In[308]:= LocationTest[txSyntheticCompactness,
Mean@texasdistrictcompactnessdata, {"Sign", "TestConclusion"}]
Out[308]= {5.11282*10^-22,
Row[{"The null hypothesis that ",
Row[{"the ", "mean", " of the population is equal to ", 0.360349,
" "}], "is rejected at the ", Row[{5, " percent level "}],
Row[{"based on the ", "T", " test."}]}]}
Importing Racial Data
I import the following data with the purpose of later comparing racial distributions of my synthetic districts to real ones. All data comes directly from census.gov.
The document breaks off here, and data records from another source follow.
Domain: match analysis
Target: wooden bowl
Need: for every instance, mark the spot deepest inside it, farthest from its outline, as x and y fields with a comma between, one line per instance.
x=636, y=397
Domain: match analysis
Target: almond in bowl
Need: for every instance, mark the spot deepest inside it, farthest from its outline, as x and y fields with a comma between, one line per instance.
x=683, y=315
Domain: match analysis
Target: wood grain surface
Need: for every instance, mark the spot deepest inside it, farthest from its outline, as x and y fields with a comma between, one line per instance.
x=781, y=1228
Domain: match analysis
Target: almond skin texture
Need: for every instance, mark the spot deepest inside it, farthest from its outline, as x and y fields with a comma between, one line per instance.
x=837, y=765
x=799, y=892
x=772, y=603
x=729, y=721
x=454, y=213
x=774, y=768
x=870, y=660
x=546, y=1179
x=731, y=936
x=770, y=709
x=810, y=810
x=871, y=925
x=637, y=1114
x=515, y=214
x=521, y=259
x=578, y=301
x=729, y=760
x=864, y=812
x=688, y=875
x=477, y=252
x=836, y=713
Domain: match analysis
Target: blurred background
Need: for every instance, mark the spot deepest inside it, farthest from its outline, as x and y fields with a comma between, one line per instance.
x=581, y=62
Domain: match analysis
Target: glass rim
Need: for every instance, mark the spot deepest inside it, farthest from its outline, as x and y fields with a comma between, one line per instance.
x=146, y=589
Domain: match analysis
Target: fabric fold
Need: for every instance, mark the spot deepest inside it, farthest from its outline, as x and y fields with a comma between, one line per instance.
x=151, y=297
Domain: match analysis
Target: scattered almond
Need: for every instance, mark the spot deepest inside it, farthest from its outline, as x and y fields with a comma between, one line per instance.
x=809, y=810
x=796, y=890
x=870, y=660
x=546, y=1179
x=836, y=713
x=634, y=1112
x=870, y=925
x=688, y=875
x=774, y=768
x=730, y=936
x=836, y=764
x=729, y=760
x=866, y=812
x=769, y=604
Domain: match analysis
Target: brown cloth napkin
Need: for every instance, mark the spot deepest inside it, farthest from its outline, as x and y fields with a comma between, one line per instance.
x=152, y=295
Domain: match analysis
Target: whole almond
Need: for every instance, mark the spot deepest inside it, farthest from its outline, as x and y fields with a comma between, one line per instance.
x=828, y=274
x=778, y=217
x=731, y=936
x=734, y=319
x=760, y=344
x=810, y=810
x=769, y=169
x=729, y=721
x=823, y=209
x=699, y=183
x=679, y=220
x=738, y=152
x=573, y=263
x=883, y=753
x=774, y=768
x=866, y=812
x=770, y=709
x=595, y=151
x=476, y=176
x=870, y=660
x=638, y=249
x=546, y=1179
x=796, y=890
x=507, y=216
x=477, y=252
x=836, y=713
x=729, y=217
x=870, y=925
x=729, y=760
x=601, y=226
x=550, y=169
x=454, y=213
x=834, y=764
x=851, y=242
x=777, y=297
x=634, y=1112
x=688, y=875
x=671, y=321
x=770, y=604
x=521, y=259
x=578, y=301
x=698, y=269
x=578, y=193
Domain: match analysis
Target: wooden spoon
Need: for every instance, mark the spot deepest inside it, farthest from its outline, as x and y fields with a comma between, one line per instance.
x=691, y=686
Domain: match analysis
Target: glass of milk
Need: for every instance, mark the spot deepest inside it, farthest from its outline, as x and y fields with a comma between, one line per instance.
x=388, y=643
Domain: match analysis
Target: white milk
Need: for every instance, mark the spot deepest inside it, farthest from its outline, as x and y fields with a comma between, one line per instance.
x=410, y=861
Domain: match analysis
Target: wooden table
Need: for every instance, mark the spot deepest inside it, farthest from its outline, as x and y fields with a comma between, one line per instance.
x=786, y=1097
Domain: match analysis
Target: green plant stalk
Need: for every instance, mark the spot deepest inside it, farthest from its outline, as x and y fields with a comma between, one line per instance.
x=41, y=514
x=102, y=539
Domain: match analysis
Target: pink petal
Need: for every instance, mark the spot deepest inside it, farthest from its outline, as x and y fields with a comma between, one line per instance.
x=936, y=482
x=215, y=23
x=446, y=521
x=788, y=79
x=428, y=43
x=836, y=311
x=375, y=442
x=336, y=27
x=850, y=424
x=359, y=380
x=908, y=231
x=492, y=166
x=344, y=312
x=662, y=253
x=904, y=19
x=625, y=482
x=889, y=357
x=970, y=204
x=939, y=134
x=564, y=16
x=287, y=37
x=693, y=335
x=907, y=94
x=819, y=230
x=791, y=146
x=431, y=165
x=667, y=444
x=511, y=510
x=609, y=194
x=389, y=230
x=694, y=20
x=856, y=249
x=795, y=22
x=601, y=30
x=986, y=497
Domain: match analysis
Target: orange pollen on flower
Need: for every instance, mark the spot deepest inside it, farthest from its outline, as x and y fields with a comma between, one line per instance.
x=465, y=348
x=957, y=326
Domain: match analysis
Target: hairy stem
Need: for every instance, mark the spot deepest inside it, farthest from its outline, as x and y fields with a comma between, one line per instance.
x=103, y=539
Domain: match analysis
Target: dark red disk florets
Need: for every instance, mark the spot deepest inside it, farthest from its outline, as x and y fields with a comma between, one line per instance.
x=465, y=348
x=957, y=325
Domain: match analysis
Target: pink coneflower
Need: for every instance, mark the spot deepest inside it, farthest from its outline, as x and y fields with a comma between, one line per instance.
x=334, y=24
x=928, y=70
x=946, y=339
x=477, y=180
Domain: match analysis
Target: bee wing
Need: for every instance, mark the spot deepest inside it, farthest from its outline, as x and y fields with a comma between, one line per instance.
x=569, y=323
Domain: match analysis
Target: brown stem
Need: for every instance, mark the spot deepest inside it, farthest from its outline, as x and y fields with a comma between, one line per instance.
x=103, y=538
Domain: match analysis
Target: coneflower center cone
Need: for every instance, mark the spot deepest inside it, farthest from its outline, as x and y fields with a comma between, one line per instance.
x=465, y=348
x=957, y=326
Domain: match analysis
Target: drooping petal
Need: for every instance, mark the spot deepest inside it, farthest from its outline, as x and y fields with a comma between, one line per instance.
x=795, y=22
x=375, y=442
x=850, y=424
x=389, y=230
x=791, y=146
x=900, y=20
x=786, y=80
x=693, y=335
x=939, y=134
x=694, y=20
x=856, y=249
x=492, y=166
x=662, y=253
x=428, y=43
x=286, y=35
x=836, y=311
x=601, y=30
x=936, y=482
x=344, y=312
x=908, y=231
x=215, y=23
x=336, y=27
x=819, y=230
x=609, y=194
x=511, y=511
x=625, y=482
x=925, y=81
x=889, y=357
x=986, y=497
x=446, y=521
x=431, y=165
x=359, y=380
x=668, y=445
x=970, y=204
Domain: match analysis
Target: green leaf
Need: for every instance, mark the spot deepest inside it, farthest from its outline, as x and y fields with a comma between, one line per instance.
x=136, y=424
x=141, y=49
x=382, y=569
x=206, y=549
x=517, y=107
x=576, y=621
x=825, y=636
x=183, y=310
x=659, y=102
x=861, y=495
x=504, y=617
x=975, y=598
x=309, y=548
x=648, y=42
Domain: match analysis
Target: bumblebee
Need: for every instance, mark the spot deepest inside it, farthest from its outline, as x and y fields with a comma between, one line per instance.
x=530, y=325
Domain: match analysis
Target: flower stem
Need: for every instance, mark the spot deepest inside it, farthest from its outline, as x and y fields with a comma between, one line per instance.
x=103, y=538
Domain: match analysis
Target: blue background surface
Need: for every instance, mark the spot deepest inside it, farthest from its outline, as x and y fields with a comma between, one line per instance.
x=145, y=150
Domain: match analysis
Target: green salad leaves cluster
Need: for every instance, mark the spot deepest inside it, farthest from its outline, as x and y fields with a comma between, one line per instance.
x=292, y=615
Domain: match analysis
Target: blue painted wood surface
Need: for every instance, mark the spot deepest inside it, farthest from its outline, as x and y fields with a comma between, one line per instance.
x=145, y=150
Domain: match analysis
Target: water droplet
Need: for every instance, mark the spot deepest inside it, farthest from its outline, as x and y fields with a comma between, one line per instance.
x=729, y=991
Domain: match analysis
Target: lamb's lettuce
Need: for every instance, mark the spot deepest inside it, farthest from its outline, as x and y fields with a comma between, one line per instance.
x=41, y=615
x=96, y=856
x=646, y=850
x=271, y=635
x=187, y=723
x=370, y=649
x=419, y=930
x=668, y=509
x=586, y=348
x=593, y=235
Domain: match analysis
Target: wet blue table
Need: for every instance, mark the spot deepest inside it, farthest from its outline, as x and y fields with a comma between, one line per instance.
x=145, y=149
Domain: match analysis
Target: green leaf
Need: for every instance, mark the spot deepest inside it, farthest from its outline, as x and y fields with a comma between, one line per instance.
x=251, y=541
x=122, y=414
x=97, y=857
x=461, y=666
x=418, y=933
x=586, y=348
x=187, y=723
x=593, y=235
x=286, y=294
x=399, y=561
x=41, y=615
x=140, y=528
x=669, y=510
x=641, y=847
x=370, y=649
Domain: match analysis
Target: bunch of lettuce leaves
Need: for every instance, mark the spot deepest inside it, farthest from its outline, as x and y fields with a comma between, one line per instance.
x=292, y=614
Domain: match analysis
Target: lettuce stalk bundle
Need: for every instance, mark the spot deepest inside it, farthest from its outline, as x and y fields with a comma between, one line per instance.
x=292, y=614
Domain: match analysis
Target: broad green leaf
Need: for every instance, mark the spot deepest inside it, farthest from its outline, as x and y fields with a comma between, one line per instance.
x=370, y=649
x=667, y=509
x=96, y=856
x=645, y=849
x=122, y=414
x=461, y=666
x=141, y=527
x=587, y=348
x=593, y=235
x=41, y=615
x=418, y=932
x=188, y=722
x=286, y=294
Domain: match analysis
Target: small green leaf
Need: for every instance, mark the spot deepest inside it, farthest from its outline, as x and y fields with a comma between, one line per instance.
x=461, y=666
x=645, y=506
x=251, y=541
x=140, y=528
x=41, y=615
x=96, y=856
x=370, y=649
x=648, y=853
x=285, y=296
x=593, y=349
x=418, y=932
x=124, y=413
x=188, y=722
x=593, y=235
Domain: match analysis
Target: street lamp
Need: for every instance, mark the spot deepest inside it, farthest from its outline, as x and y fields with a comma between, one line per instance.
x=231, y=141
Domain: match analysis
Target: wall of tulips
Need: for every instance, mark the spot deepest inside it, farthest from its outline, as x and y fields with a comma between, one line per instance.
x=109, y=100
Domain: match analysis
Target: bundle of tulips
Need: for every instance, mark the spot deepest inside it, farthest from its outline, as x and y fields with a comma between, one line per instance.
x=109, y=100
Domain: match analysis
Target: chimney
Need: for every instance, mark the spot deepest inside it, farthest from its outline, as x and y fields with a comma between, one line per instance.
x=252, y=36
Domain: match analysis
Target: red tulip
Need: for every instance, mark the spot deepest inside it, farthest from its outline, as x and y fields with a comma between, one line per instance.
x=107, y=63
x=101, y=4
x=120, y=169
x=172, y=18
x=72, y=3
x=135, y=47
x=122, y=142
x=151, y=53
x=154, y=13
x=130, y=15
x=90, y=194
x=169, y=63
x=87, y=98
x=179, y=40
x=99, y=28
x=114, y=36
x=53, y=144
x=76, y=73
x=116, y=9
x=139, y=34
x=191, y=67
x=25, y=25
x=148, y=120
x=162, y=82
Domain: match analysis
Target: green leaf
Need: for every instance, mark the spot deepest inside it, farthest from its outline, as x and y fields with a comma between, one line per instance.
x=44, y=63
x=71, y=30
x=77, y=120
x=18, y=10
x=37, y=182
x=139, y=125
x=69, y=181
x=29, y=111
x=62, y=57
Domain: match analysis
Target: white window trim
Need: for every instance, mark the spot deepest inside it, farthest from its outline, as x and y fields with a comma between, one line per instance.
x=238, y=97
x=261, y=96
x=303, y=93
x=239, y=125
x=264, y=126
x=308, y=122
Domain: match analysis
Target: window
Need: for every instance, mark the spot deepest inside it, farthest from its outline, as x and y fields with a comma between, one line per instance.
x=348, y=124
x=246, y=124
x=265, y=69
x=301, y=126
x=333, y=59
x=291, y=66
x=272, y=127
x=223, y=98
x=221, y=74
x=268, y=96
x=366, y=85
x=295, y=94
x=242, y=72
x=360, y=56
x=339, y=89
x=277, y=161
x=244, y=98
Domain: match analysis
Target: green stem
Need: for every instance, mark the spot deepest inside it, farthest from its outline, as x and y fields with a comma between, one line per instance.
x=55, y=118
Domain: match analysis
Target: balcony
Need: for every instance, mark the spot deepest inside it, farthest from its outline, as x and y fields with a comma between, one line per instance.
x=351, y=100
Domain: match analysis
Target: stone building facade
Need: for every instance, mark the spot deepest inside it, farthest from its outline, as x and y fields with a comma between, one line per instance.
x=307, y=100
I then created associations to calculate the percentage of white and African American people in each synthetic and real district.
Visualization for Analysis of Racial Distribution
Histogram Representing The African American Percentage in both Real and Synthetic Districts for Texas
Histogram[{Flatten[
blackpopsforsyntheticdistricts/totalpopforsyntheticdistricting //
N], TexasDistrictBlackProportion}, Automatic, "Probability",
ChartLegends -> {"Synthetic", "Real"}, ChartLayout -> "Stacked"]
Probability Plot for African Americans in Texas
A Probability Plot Compares the CDF of list against the CDF of a normal distribution.
ProbabilityPlot[{Flatten[
blackpopsforsyntheticdistricts/totalpopforsyntheticdistricting //
N], TexasDistrictBlackProportion},
PlotLegends -> {"Synthetic", "Real"}]
There appears to be a greater deviation in the Texas probability plot than for Massachusetts.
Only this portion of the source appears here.